Addressing Structural Racism and the Economic Crisis

The NAACP has filed lawsuits against two of the nation’s largest mortgage lenders — HSBC and Wells Fargo — alleging “systematic, institutionalized racism” in their subprime lending (image from here).  But this lawsuit is really just the tip of a very large, and deeply racist, iceberg.

Part of this has to do with the way that housing – and what former President George W. Bush once called ‘the ownership society’ – was the only path to wealth creation in the U.S.   In other words, most of the wealth that people have and accumulate in the U.S. is through home ownership.  This has been a central tenet of the American Dream for decades.  Unfortunately, this dream was only available to a few and that availability was often based on race.   Listen to this short video (1:52) in which Professor Kimberlé Crenshaw explains the roots of this inequality with journalist Laura Flanders.

Joe Sims of Political Affairs, writes in his extensive piece entitled, “The End of Neo-Liberalism and Bush’s Last Scam: How Racism Sparked the Financial Collapse,” that:

Still, as the main civil rights organizations charged in the summer of 2008, the racist origins of the subprime mess are difficult to ignore. A cursory glance at some of the statistical highlights provides ample evidence. An excellent study authored by United For a Fair Economy entitled “Foreclosed” suggests several indicators, chief among them the disproportionate numbers of people of color holding subprime loans: over 50 percent of all mortgages held by African Americans fall into this category. The figure is 40 percent for Latinos.

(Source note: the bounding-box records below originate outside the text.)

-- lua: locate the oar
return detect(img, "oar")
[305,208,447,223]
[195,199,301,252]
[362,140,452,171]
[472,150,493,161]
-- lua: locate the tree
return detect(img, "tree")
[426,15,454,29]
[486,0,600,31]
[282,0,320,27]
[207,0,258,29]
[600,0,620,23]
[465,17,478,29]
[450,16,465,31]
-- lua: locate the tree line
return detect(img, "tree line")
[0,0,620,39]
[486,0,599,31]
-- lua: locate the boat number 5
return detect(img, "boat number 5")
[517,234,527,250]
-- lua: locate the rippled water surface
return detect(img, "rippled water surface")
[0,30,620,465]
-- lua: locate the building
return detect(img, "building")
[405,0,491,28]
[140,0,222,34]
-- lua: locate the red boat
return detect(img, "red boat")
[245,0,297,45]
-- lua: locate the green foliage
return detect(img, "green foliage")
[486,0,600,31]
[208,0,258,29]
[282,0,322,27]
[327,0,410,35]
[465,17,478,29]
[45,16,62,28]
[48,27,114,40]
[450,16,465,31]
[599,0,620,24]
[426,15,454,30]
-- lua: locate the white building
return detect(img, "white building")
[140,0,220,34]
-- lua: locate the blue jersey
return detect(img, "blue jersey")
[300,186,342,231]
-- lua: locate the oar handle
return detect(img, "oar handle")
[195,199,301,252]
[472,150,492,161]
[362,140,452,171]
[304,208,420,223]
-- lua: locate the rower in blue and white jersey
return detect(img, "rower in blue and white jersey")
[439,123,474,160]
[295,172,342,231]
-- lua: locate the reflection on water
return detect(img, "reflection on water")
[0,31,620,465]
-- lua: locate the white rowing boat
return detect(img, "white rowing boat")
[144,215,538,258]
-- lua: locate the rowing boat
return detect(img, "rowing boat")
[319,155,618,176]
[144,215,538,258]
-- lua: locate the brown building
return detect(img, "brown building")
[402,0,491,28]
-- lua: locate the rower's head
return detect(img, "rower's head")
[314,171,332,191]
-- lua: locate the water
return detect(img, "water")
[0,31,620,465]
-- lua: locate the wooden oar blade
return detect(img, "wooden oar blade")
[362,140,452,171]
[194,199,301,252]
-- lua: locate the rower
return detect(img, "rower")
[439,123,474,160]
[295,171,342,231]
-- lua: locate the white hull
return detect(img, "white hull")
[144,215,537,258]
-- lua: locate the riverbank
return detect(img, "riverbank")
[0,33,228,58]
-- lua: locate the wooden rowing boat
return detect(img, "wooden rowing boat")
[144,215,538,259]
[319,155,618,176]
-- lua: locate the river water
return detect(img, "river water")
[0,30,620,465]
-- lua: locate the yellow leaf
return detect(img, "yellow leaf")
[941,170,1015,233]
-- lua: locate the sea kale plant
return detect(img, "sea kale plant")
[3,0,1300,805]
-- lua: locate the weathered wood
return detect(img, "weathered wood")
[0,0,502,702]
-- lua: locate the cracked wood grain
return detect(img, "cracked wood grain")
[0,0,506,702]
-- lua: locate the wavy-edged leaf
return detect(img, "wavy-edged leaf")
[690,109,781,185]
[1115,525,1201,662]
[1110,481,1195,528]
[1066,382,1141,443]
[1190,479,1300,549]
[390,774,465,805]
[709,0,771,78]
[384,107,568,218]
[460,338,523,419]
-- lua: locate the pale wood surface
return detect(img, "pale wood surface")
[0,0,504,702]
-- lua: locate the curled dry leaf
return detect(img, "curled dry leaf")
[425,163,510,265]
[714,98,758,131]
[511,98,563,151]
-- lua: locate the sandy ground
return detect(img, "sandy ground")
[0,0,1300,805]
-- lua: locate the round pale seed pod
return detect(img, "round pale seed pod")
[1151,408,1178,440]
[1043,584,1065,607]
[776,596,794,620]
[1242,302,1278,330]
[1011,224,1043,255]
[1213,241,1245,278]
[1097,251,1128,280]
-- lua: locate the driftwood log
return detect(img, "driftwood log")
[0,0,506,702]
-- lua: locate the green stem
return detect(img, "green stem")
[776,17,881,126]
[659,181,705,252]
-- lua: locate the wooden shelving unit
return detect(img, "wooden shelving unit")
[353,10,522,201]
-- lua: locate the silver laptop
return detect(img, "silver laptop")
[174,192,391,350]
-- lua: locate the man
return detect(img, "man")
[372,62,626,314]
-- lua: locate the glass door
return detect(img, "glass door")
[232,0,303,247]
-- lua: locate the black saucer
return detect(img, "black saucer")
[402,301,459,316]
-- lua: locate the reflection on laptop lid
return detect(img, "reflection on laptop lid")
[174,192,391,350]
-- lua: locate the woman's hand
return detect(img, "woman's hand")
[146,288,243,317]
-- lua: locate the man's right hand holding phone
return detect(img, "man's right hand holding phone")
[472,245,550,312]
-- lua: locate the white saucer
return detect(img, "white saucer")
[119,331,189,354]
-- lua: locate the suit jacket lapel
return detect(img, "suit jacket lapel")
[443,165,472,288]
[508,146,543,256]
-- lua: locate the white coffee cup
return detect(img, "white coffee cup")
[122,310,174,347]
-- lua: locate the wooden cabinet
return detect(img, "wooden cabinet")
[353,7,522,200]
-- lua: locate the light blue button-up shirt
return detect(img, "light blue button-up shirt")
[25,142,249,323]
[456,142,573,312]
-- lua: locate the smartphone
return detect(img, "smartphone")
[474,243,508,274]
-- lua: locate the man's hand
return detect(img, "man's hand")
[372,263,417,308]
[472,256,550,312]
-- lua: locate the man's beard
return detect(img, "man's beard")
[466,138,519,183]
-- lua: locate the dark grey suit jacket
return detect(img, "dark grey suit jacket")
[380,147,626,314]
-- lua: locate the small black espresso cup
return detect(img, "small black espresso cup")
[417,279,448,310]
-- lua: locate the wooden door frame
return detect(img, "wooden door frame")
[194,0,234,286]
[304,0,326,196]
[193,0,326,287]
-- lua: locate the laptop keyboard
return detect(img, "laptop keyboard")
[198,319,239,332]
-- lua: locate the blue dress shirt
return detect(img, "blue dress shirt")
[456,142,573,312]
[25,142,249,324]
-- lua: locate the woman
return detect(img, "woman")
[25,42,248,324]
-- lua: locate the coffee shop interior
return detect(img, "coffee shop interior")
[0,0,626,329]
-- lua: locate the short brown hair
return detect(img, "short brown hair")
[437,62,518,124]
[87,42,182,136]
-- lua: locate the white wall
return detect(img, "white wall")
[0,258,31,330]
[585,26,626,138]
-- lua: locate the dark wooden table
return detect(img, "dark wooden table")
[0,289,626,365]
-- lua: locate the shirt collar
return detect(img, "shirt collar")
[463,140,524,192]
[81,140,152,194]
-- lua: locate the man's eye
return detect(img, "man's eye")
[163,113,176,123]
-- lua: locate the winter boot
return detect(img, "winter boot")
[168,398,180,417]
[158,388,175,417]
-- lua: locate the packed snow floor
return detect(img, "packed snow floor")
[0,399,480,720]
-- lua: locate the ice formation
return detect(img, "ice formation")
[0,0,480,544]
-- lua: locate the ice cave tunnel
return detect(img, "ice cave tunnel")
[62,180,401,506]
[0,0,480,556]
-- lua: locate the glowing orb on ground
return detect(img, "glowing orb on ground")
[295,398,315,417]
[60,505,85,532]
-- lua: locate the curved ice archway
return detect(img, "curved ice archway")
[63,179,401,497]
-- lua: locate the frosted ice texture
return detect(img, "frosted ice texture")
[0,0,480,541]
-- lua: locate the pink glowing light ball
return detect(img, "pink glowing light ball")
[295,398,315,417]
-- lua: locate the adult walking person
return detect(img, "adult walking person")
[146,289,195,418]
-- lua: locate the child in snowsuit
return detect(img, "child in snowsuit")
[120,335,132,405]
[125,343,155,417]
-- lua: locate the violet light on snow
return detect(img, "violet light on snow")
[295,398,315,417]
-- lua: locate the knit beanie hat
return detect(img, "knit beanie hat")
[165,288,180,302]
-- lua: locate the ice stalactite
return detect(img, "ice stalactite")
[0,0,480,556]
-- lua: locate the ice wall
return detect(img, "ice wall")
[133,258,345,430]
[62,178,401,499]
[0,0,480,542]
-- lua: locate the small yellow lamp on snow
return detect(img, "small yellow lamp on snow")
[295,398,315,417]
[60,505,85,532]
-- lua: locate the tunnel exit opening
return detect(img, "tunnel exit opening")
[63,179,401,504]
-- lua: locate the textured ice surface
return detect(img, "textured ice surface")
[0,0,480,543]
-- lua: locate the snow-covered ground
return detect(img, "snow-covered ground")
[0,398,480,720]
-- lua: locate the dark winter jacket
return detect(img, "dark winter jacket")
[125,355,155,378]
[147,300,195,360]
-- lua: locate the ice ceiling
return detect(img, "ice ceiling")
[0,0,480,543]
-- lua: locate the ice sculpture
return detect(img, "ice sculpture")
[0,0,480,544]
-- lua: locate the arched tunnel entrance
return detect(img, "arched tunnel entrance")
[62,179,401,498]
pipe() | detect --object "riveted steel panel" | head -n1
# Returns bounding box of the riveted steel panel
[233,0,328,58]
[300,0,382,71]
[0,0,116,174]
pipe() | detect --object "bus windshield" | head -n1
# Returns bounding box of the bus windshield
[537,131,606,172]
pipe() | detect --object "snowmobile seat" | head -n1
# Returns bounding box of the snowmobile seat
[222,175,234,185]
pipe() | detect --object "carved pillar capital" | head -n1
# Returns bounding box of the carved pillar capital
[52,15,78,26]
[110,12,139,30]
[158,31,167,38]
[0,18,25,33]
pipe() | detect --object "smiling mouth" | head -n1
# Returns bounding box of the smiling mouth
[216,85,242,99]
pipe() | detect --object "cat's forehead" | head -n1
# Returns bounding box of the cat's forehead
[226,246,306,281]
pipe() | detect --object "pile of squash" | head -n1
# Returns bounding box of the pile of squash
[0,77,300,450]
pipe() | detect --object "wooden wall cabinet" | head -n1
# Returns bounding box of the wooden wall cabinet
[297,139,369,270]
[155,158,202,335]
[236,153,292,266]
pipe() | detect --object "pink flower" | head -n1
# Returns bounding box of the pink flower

While some political leaders blamed the “mismanagement” of Fannie Mae and Freddie Mac and demagogues like Ann Coulter and Pat Buchanan blamed Black and Latino families for the economic collapse of the subprime mortgage market, the fact is, as Sims points out that bad credit was not the primary factor for distributing the loans, a myth conveniently circulated and repeated to this day. Sims refers to Rep. Charles Schumer who refutes the bad credit explanation, quoting the Wall Street Journal:

Based on the Journal’s analysis of borrowers’ credit scores, 55 percent of subprime borrowers had credit scores worthy of a prime, conventional mortgage in 2005. By the end of last year, that percentage rose to over 61 percent according to their study. While some will have damaged their credit in the interim, it’s clear that many subprime borrowers have the financial foundation for sustainable homeownership, but may have been tricked into unaffordable loans by unscrupulous brokers.

Basically, the subprime mortgage scheme was a way for Wall Street bankers to drive up profits (some were pushing for 25% profit margins, according to Sims) and doing it on the backs of mortgages to predominantly African American and Latino homeowners.  Sims speculates:

Perhaps this explains at least in part why no Wall Street insiders had qualms about their activities or why in recent weeks the issue seems to have almost disappeared from discourse on the economic recession.

So what made the loans predatory?  According to Sims and a study by a group called United for a Fair Economy:

One factor is their marketing and sales to inappropriate customers. Another is pre-payment penalties. Seventy percent of subprime loans had such penalties. A third element was Adjustable Rate Mortgages (ARMS), which often carried unexplained ballooning interest rates that increase payments by as much as one-third. A majority of subprimes were ARMS. Yet another condition was the exclusion of tax and insurance costs when estimating the monthly payment for a potential home-buyer. And finally the encouragement of ordinary borrowers to take interest-only loans, where in the initial year or two only the interest is paid on, after which the principal rates kick in raising the cost dramatically.

The stimulus package and economic recovery needs to acknowledge that what are often referred to as “marginal”  home owners or borrowers were largely Black and Latino working-class families struggling to make ends meet, targeted by Wall Street financiers.  Recovery is likely to further entrench racial inequality if leaders fail to acknowledge the role of racism in the current economic crisis.